McCollum's legislation states that no federal contract, grant or "any
other form" of agreement "may be awarded to or entered into with the
corporation or company for a 5-year period beginning 30 days after the
date of the criminal conviction involved" and states that "no Federal
funds in any other form may be provided to the corporation or company
for such 5-year period." The legislation also goes after criminal
corporations' ability to inject cash into the campaign coffers of
politicians, prohibiting "corporate felons" from "contributing to a
candidate for federal office, to a political party, or to a federal
political action committee for five years."

In 2008 Pfizer gave $980,048 in
campaign contributions
to Democrats, representing 52 percent of its
total campaign contributions. It was the first year since 1990 that
Pfizer gave more to Democrats than Republicans. The
biggest recipients
of Pfizer campaign dollars last year were
Democratic Congressman Allen Boyd, who serves on the Appropriations
Committee, and Democratic Senator Chris Dodd, a senior member of the
Health, Education, Labor and Pensions Committee. In the 2010 cycle, the
company has given 60
percent
of its campaign cash to Democrats. Barack Obama blew out John
McCain in contributions from the pharmaceutical industry, taking in some
$2.1 million compared to the $668,000 contributed to McCain's campaign.

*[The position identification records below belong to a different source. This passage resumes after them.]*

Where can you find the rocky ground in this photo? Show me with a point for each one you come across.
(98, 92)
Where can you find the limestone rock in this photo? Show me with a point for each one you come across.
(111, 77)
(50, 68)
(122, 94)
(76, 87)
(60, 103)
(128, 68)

McCollum's legislation would limit the amount of lobbying expenditures
by "corporate felons" to $1 million a calendar year. In 2009 Pfizer has already spent $11,720,000 on lobbying.

ACORN does not have high-powered lobbyists, and its 400,000 member
families do not give major campaign contributions. If they did, the
Defund Acorn bill would never have passed Congress. The question for
those Democrats who voted to go after this community organization on
dubious allegations is a simple one: will you apply that standard to
actual corporate felons with real-life rap sheets whose actions have
actually harmed ordinary Americans and ripped off taxpayers?